Sono a favore, ma funzionano sui gruppi di persone. Il problema sono gli incarichi monocratici che da noi sono tutti al maschile perché abbiamo un meccanismo di selezione basato sulla forza».
L’unica leader di partito donna è di destra, Giorgia Meloni. E le ministre, nel governo, sono tutte di altri partiti. Questa è stata una ferita nel Pd?
«Se io guardo alla sinistra in Europa i personaggi più interessanti sono, in Francia, la sindaca di Parigi Anne Hidalgo, in Spagna le ministre degli Esteri Arancha Gonzalez e della Transizione ecologica Teresa Ribera. Noi dobbiamo stare dentro questa partita avendo uomini e donne. Sono stato accusato in queste ore di dire “donne purché sia”, ma non è così.
Sono sicuro che i gruppi sceglieranno sulla base di una selezione e sceglieranno votando donne di qualità. Ne conosco moltissime di straordinarie nel Pd, sempre un passo indietro perché il sistema è organizzato attorno a dinamiche che le schiacciano».
Il Pd, che con alcuni suoi presidenti di Regione ha chiuso le scuole prima di ogni altra cosa, è in grado di parlare alle nuove generazioni?
«Credo che un partito progressista votato solo da anziani non possa reggere nel tempo. Nell’arco di questi anni, la cosa più dolorosa per me è stata la sequela di ragazzi italiani che studiavano a Parigi e mi chiedevano: “Professore, mi dia una ragione per tornare”. Stentavo a trovare argomenti forti, convincenti, e questa è una perdita secca per il Paese. La proposta del voto ai sedicenni, sbeffeggiata da molti, parte da qui: dalla necessità della politica di interessare i ragazzi e al tempo stesso di rispondere ai loro bisogni e ai loro problemi. Mi dicono: guardano solo l’iPad. Gli farei vedere certi adulti».
Sullo Ius soli, che lei pure ha rilanciato, c’è stata in questi anni molta timidezza del Pd. Che rischia di aumentare, ora che è al governo con la Lega.
«Penso sia sempre stato uno dei punti forti della nostra identità, del nostro impegno. Lo sarà anche con me, ci metterò più carica. In Europa un Paese che era ridotto come noi, con l’inverno demografico, era la Germania.

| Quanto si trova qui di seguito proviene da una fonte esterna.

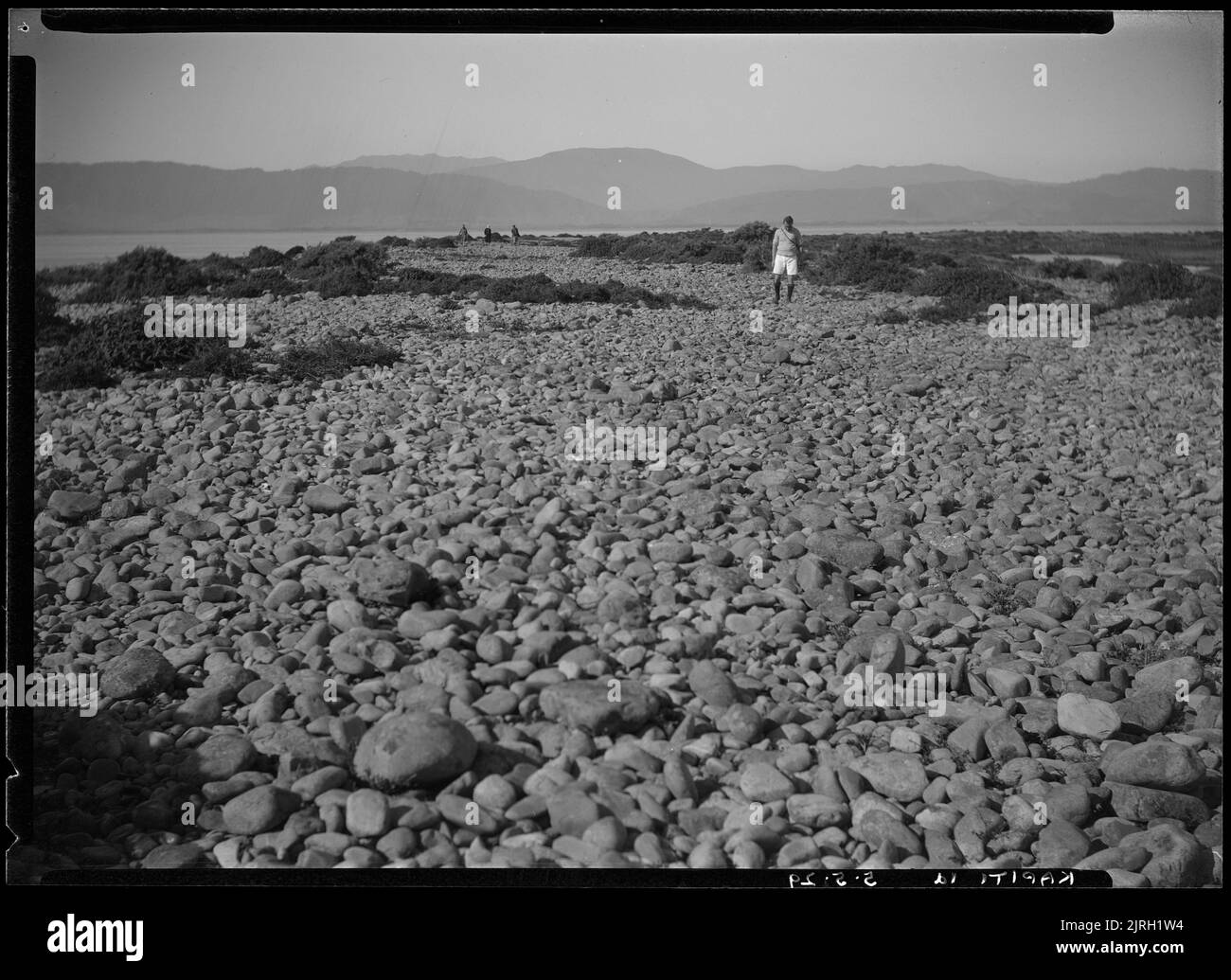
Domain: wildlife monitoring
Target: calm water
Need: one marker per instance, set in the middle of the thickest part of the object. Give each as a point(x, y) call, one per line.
point(72, 250)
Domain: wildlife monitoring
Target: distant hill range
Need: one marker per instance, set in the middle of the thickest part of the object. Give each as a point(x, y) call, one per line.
point(569, 188)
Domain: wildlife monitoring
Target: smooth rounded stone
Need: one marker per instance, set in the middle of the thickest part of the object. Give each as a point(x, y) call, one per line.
point(290, 739)
point(887, 652)
point(1143, 804)
point(1005, 741)
point(324, 499)
point(606, 833)
point(1087, 718)
point(713, 685)
point(764, 783)
point(601, 705)
point(401, 751)
point(1060, 845)
point(1008, 684)
point(1124, 858)
point(1128, 880)
point(969, 738)
point(747, 855)
point(848, 552)
point(672, 552)
point(1177, 858)
point(201, 709)
point(128, 531)
point(622, 606)
point(708, 855)
point(172, 856)
point(905, 740)
point(139, 672)
point(678, 778)
point(798, 851)
point(312, 784)
point(492, 649)
point(1164, 676)
point(345, 615)
point(414, 624)
point(899, 775)
point(816, 811)
point(878, 828)
point(496, 702)
point(1149, 710)
point(742, 722)
point(1158, 763)
point(287, 593)
point(570, 811)
point(367, 812)
point(286, 492)
point(1054, 602)
point(218, 758)
point(259, 809)
point(390, 581)
point(495, 793)
point(70, 505)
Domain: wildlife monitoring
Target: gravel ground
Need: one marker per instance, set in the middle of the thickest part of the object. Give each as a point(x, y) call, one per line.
point(419, 634)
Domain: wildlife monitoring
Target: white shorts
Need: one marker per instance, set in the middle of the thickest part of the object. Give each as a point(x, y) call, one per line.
point(788, 263)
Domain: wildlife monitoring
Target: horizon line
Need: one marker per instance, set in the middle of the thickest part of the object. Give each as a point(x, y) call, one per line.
point(645, 149)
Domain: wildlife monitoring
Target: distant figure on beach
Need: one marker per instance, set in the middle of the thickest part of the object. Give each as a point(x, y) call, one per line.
point(787, 253)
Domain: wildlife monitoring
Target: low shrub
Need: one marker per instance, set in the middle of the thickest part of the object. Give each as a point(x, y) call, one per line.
point(1206, 300)
point(332, 359)
point(1140, 282)
point(265, 258)
point(144, 274)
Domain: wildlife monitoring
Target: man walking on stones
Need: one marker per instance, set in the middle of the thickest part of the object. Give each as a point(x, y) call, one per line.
point(787, 254)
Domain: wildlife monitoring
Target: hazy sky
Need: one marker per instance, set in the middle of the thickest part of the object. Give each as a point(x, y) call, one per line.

Molti Paesi hanno una demografia che si sta inaridendo, Romania, Bulgaria, Spagna, Portogallo. Io ho vissuto in questi anni in Francia, il Paese che – insieme agli scandinavi – ha invertito questa rotta, perché ha investito per farlo.
Ha capito che donne e uomini sono diversi e che le donne vanno accompagnate, non discriminate, nei loro percorsi lavorativi».
È fiducioso nella possibilità di costruire un’alleanza larga, che comprenda anche il Movimento 5 stelle, nelle città che vanno al voto alle prossime amministrative?
«Ho detto al partito in tutte le città che votano: ci prendiamo una settimana di tempo e facciamo un punto della situazione. Ringrazio Roberto Gualtieri che è un ottimo candidato per Roma ed è una grande opportunità per il Pd. Ho fermato però tutto perché siccome devo assumermi la responsabilità di aiutare i territori in una partita molto importante vorrei avere tutti i dati a disposizione».
Lei è amico di Bersani, ha parlato in questi giorni con Calenda. Nel partito che immagina, largo con le porte aperte, tutti quelli che sono usciti dovrebbero rientrare?
«Rispetto tutti, sono storie diverse che voglio affrontare con ognuno di loro e capire meglio. Non sono uno che su questi temi, quando di mezzo ci sono storie personali, butta lì una soluzione a caso o una battuta.
Faremo le scelte giuste nel modo giusto, ben ponderate, al momento opportuno».